Greensill is claiming another scalp at the Swiss bank, which dismissed a former high-ranking asset management executive over the $10.1 billion supply chain scandal.
Zurich-based Credit Suisse has fired Michel Degen, two sources familiar with the matter told finews.asia on Thursday. The Swiss banker is the fourth Credit Suisse banker to leave following a legal review of Greensill, a now-defunct U.K. supply chain financier.
Degen was in March removed as the head of its asset management activities in Switzerland and wider Europe, the Middle East, and Africa when the extent of Greensill's problems emerged. His imminent dismissal was reported by the «Financial Times» (behind paywall) on Wednesday. A spokeswoman for the bank declined to comment.

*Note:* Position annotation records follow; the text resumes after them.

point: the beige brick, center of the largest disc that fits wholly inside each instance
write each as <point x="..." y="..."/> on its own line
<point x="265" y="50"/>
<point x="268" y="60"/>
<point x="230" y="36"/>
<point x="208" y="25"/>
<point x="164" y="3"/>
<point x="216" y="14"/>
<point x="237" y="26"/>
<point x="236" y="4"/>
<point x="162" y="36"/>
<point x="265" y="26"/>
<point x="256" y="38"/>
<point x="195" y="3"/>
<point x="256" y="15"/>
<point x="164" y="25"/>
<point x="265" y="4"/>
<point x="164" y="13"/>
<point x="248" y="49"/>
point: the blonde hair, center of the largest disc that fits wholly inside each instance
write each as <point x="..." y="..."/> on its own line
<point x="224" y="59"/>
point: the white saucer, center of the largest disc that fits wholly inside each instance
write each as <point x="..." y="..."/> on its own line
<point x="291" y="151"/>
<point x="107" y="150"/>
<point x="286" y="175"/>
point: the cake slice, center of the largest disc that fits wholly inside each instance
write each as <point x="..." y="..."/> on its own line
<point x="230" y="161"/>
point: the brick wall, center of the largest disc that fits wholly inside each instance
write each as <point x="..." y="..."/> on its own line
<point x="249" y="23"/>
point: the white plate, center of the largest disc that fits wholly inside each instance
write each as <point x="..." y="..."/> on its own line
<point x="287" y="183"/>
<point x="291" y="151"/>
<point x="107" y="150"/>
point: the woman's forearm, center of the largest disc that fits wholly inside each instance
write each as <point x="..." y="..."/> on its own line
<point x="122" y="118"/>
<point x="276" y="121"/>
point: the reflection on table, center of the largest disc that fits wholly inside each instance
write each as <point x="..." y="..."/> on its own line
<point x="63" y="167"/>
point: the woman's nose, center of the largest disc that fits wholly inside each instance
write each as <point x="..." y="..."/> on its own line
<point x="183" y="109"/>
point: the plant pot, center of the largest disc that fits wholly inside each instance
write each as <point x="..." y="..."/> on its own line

Thorniest Obligors Up Next
Credit Suisse's board under António Horta-Osório is reportedly still debating how open it wants to be with a legal report over how the bank stumbled into a $10.1 billion fund shambles. The Swiss bank's surge in supply chain funds occurred parallel to the wind-down of GAM absolute return funds steeped in Greensill assets.
Credit Suisse, which has secured roughly 72 percent of the funds' total or $7.1 billion in cash, is now tackling the thorniest obligors, including British magnate Sanjeev Gupta's GFG group of companies.
Swath of Credit Suisse Exits
The fund disaster represents the Swiss bank's most pressing legal and regulatory issue – and led or contributed to a swath of exits. Credit Suisse dismissed two portfolio managers on Wednesday.
Higher-ups have left as well: former Credit Suisse asset management boss Eric Varvel left and reportedly may have to relinquish up to $10 million in bonuses. The bank had already parted ways with risk chief Lara Warner in April, following Greensill as well as more than $5 billion in losses on Archegos.